The ruling was given on an application filed by Pioneer Partners, engaged in mining of boulders and extraction of minerals, which had secured a mining licence from the Haryana government in lieu of which royalty was being paid.
The applicant sought to know whether such royalty payment on account of mining rights was liable to tax in the hands of the applicant under the reverse charge mechanism — where the recipient of goods/services is required to pay tax instead of the supplier — and if so, the rate applicable — 5% valid on supply of minerals or the residual 18%.
The AAR held that such rights granted by the government would qualify as a service liable to tax at the rate applicable to the supply of the mineral being mined, which is 5% in the present case.
In light of the specific notification providing for reverse charge liability on services received from the government, it also held that the applicant must pay tax on such royalty or rent paid.

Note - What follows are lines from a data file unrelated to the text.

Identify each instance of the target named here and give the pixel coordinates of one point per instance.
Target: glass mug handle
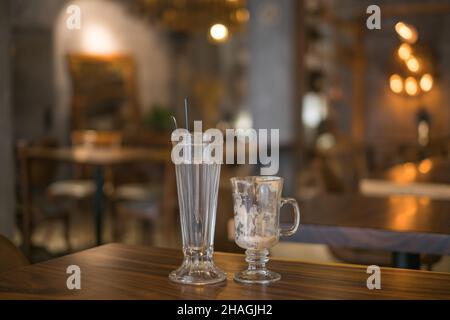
(294, 204)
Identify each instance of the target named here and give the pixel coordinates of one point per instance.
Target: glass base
(198, 270)
(257, 276)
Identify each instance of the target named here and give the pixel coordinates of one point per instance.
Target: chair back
(10, 256)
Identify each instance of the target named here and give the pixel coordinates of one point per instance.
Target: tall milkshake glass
(197, 185)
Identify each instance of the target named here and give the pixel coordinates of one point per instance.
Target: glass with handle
(257, 202)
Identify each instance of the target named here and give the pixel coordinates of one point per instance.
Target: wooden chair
(10, 256)
(41, 175)
(82, 186)
(143, 199)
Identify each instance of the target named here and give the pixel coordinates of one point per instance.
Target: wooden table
(116, 271)
(406, 225)
(429, 177)
(97, 157)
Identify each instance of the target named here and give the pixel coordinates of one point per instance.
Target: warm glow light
(396, 83)
(406, 32)
(426, 82)
(219, 32)
(413, 64)
(411, 87)
(98, 40)
(425, 166)
(405, 173)
(404, 51)
(242, 15)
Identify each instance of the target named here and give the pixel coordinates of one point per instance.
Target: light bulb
(411, 87)
(396, 83)
(426, 82)
(406, 32)
(219, 32)
(404, 51)
(413, 64)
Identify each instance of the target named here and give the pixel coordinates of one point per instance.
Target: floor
(50, 236)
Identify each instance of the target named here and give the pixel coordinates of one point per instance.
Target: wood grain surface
(394, 223)
(116, 271)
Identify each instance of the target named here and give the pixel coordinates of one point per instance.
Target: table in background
(405, 225)
(429, 177)
(98, 158)
(116, 271)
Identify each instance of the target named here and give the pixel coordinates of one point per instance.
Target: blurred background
(87, 88)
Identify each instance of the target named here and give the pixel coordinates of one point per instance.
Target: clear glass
(197, 186)
(257, 203)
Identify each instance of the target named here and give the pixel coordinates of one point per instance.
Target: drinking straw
(186, 115)
(175, 122)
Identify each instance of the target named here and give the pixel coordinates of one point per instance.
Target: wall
(271, 71)
(6, 156)
(123, 33)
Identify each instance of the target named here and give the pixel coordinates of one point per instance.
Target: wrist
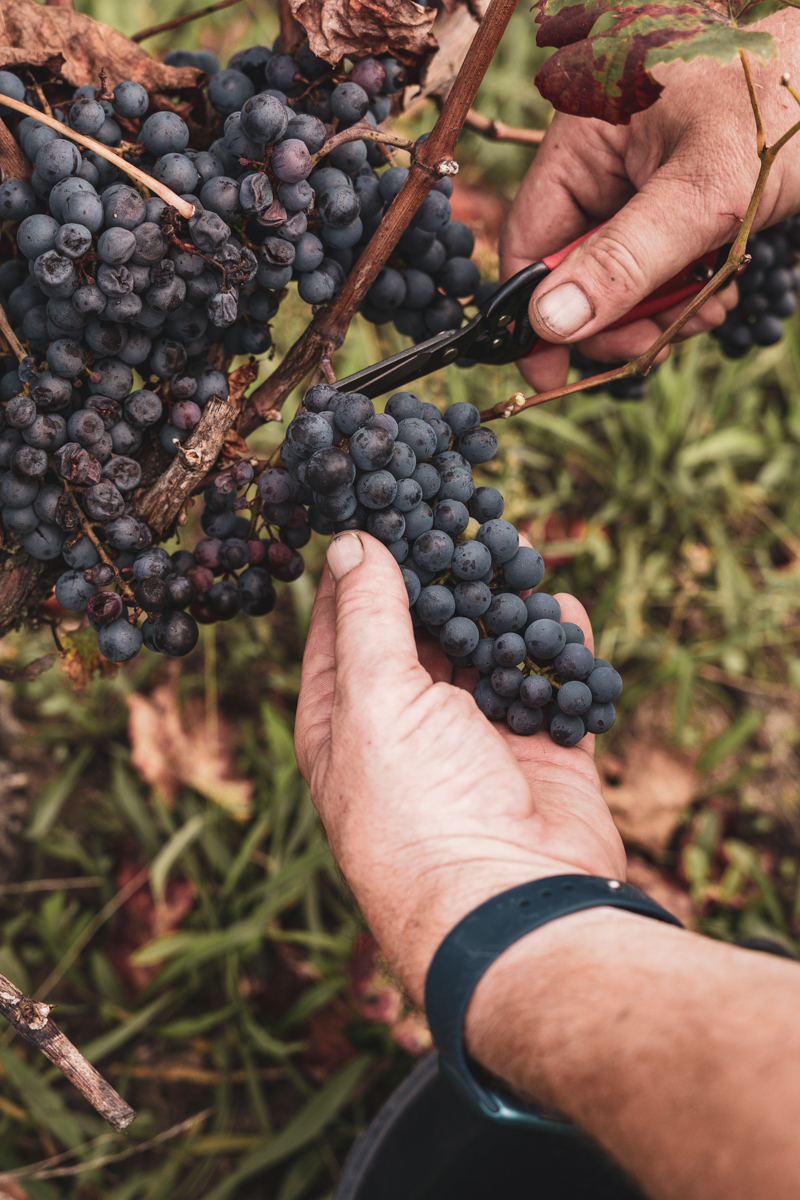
(413, 917)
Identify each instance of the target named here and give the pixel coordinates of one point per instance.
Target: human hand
(429, 808)
(672, 185)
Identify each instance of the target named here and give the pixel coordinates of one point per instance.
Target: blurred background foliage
(163, 877)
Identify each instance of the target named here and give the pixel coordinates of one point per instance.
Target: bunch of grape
(768, 291)
(120, 306)
(405, 477)
(229, 571)
(432, 269)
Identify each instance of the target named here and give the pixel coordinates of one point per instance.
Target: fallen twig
(42, 1171)
(32, 1021)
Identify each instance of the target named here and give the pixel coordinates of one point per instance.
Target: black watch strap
(481, 937)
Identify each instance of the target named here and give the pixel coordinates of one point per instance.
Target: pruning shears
(501, 331)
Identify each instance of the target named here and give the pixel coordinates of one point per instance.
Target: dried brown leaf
(661, 888)
(647, 792)
(142, 919)
(174, 750)
(326, 1047)
(378, 997)
(358, 28)
(77, 48)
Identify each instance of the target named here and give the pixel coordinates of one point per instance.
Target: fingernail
(343, 553)
(565, 310)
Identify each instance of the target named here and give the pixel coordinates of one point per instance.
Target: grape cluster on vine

In many cases, GST paid became a cost for the businesses where the products were either outside the ambit of the tax — such as petroleum products — or were used for activities exempt from GST, such as power generation.
Companies that have paid tax on such rights at 18% may explore the possibility of claiming a refund of the excess amount if it has not been claimed as input credit. “This is one of the rare rulings in favour of industry and it would be interesting to see if the authorities would appeal against it or consider making changes in the rate schedule itself,” said Siddharth Mehta, indirect tax partner at PwC India.